5. Daily task regeneration from templates in Make is finicky
So I had this system where Make would clone a Notion page and recreate tasks daily from a template. It worked for nine days straight, then duplicated the whole thing three times on a Tuesday out of nowhere.
The culprit: my scheduled scenario had a 6am UTC time, but I live in Pacific Time and forgot about daylight savings. The server still ran at 6am UTC, but I had another filter checking the now
timestamp against today
in Notion — and it fell into an ambiguity depending on the execution second.
Workaround tips that actually helped:
- Use ISO-formatted date checks with explicit time zones for comparisons
- Fire triggers from a Make webhook with time payload injected from Zapier to control timing manually
- Cache the originating page ID once per day using Data Store instead of triggering a full search each time
- If tasks are timestamped with ‘now’, use the
formatDate
module to floor them to day start to reduce mismatches
This kind of bug won’t show up in tutorials because 99% of people don’t test what happens when two blueprint executions race each other over midnight UTC.

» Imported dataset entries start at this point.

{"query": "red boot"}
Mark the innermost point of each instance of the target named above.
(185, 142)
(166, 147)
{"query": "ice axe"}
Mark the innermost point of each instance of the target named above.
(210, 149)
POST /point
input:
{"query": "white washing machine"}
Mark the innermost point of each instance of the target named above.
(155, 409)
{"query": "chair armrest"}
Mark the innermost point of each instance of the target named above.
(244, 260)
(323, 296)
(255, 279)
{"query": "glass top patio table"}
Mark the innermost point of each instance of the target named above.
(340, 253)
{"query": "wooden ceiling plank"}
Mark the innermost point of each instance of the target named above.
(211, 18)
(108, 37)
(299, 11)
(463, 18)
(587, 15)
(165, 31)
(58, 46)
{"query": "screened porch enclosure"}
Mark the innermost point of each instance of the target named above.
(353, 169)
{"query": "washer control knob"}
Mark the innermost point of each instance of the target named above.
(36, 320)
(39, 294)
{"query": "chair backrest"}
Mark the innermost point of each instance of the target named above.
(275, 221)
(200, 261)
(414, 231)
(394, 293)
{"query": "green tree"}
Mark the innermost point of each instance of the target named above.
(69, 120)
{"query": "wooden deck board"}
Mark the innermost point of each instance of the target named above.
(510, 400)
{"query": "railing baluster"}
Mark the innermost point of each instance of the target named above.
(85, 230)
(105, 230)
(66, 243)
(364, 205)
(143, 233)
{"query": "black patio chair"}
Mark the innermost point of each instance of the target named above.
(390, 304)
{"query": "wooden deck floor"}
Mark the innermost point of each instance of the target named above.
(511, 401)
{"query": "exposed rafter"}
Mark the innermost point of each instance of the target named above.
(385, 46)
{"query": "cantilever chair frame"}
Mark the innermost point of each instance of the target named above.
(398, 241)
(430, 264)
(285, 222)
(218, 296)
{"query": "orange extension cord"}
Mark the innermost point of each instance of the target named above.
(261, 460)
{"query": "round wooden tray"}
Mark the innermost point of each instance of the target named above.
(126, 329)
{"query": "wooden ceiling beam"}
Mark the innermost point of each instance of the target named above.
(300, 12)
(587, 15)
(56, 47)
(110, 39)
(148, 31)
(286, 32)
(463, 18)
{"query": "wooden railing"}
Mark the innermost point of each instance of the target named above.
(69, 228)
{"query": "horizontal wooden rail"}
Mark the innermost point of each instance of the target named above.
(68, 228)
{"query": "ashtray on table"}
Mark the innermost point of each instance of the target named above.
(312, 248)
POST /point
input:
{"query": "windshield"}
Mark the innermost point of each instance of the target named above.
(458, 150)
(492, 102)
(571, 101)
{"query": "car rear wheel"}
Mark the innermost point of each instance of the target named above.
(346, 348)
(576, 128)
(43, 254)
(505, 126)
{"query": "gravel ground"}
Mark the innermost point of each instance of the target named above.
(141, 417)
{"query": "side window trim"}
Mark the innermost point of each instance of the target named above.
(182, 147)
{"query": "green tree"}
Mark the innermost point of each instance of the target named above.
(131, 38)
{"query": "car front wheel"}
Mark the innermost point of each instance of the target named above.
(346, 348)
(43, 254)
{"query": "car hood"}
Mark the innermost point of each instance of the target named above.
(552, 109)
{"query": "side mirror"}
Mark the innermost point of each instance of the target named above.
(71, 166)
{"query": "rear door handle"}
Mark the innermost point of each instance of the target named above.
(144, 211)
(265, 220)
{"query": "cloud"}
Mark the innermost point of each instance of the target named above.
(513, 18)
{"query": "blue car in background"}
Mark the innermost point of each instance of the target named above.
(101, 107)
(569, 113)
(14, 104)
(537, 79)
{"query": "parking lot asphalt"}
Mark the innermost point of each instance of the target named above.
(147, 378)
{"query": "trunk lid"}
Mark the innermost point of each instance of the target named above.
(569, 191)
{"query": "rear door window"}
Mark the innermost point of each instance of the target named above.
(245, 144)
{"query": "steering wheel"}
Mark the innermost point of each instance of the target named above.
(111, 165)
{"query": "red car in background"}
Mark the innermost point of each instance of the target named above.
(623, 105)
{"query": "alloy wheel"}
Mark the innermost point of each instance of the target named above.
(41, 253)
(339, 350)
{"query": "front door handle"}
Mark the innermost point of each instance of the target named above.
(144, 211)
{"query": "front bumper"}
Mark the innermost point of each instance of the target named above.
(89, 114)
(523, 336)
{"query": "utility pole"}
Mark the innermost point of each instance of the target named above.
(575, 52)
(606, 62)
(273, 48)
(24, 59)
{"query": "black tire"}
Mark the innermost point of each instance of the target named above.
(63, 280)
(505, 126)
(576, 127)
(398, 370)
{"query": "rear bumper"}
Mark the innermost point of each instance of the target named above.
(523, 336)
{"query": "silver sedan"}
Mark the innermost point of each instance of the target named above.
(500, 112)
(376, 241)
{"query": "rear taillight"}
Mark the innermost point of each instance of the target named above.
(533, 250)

6. Obsidian task plugins break if you format checkboxes slightly wrong
I like having a local daily note with checkboxes I tick through across the day. Obsidian’s Tasks plugin lets you add queries like “Due today” or “Priority is high” — which sounds clean… until you realize it won’t match tasks that are slightly malformed.
Here’s one that bit me: if you forget the space after the checkbox (- [ ]Do the thing
vs - [ ] Do the thing
), the parser silently ignores it. It looks like a task, but doesn’t get indexed as one. You only notice hours later when your task list says “0 tasks due today,” and you definitely know you wrote three.
Also, the plugin doesn’t reindex the active file until you switch notes. That leads to the especially fun moment where you mark a task complete, but the Tasks query still shows it until you click to another page and back.
There’s no visible error — no log, no warning. Edge case logging is minimal.
7. Monday.com automations silently fail without user assignment fields
I made a recurring board template for marketing campaigns. It cloned itself once a week and triggered four automations: set owner, move to Phase 1, notify a channel, and date-shift start/end. One week, none of it ran. Just a blank board sitting there without assignments.
The reason? Someone deleted the assigned user column from the template. Monday.com doesn’t warn you when automations fail because their dependency field is missing — it just skips the whole automation silently. No red flags, no audit trail unless you check automation history manually (which isn’t even turned on by default).
We only caught it because the Slack channel didn’t get pinged that week, and I had muscle memory that something felt missing. I re-added the column, nothing happened. I had to recreate and re-save all four automations to kick them back into life — they don’t rebind automatically. That’s the part that surprised me.
This is one of the few times I saw a visual platform behave like a compiled build tool: it “bakes in” the structure when saved, and if a reference is lost later, the automation doesn’t throw a runtime failure — it just doesn’t execute.